Known throughout his career in both television and still photography as Skip, Mr. Ball had been an off-camera technician at Channel 13 since 1959.

"He was the life of every newscast and he was everybody's friend," said Al Sanders, the station's news anchorman.

At times during his television career, audiences occasionally got a glimpse of Mr. Ball's hand when he was directing on-camera personalities. He picked up the name "Mr. Hand" when his

fingers slipped into the camera frame. Mr. Ball did nothing to discourage this usage.

Born in Amsterdam, N.Y., Mr. Ball was 1 year old when his father moved his family to Monkton's Atlanta Hall Farm, where he was trainer and superintendent for the late Edward S. Voss. His father, Walter N. Ball, called Wassie, rode the winner of the 1935 Grand National Steeplechase at Belmont Park, N.Y.

Mr. Ball's maternal grandfather was Matt Holden, who trained Billy Barton, one of the country's most celebrated steeplechasers who was the winner of the 1926 Maryland Hunt Cup. The great jumper is memorialized with a statue at Laurel Race Course.

"Unlike his grandfather and father, Skip himself was afraid of horses and he wouldn't ride or handle them," said Snowden Carter, retired editor of Maryland Horse magazine, "but he loved to take pictures of them."

One of his greatest photos was a 1979 shot of Spectacular Bid winning the Kentucky Derby.

Mr. Carter recalled an incident when Mr. Ball was awarded one of racing's highest honors, the Eclipse Award, at a ceremony at New York's Waldorf Astoria Hotel. He surprised the audience by pulling out a camera and taking its picture as the award was being presented by actor John Forsythe. He was also winner of the 1970 National Steeplechase and Hunt Association's photo award for a layout shot at Fair Hill.

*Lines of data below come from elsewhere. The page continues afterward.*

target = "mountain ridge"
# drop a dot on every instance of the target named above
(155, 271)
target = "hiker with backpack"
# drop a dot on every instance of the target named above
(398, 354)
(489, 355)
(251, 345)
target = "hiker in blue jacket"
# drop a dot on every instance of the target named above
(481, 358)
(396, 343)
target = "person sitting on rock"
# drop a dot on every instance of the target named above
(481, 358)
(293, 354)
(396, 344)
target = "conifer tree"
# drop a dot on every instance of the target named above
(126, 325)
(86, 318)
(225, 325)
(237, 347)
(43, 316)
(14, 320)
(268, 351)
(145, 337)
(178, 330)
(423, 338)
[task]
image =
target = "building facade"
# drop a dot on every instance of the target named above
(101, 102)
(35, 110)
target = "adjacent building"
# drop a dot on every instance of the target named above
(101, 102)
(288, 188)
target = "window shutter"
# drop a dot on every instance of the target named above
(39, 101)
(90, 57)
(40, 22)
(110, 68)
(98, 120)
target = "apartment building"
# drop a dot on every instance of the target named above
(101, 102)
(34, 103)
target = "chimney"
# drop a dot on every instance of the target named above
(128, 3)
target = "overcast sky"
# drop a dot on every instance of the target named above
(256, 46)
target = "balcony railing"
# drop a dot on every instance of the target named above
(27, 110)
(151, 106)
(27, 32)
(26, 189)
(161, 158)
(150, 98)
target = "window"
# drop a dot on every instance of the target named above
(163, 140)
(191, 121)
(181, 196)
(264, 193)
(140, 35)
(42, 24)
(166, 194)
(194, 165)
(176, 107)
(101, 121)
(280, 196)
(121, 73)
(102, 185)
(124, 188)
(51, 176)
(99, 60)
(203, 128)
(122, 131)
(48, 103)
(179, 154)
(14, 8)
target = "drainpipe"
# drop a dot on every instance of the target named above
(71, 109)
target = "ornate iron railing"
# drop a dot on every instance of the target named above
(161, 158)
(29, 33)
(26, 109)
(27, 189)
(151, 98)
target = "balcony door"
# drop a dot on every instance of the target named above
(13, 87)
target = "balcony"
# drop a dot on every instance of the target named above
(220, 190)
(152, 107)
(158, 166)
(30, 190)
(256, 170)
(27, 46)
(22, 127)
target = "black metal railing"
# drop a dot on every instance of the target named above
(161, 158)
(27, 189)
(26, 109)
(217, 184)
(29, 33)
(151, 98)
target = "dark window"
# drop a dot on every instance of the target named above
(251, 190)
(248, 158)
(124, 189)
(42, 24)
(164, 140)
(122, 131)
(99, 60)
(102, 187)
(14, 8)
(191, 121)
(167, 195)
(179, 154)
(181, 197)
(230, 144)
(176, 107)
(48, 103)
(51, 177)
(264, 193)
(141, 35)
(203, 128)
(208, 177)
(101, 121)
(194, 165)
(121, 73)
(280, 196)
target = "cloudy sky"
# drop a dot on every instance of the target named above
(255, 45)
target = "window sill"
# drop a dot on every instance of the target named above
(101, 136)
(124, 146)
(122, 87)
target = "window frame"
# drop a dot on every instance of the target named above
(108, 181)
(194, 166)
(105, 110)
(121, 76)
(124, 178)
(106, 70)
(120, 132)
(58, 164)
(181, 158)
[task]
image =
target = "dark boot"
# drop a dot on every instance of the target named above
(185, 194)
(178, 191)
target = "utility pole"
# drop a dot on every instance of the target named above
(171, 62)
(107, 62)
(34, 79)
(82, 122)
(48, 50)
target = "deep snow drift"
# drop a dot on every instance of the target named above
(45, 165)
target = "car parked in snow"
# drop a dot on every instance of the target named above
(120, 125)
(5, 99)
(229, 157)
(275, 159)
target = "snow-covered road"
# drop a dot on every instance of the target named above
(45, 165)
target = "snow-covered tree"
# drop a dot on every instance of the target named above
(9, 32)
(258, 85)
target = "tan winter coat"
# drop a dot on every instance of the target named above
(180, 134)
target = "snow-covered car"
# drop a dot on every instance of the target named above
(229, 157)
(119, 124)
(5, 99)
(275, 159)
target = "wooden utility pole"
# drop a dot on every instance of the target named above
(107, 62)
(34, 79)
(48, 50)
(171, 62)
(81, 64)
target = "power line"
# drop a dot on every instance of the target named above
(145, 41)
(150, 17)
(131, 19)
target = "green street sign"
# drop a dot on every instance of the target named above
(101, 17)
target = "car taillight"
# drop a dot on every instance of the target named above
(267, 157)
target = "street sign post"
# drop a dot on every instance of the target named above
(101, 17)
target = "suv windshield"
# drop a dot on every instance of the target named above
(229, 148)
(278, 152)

Mr. Ball was a graduate of Bel Air High School and took a course at the Television Work Shop in New York. In March 1959, at 20, was hired by Channel 13.

His still camera work evolved at Maryland's point-to-point races. His first photograph to be published in Maryland Horse was run in October 1966.

A Mass of Christian burial will be held at 10 a.m. Monday at Immaculate Conception Catholic Church, Ware and Baltimore avenues, Towson.

Mr. Ball is survived by a son, Walter M. Ball Jr. of Baton Rouge, La.; two daughters, Lisa M. Everhart of Owings Mills and Stacie E. Dunworth of Towson; his brother, Michael E. Ball of South Thomaston, Maine; a sister, Nancy A. Almony of Mount Washington, Ky.; and two grandchildren.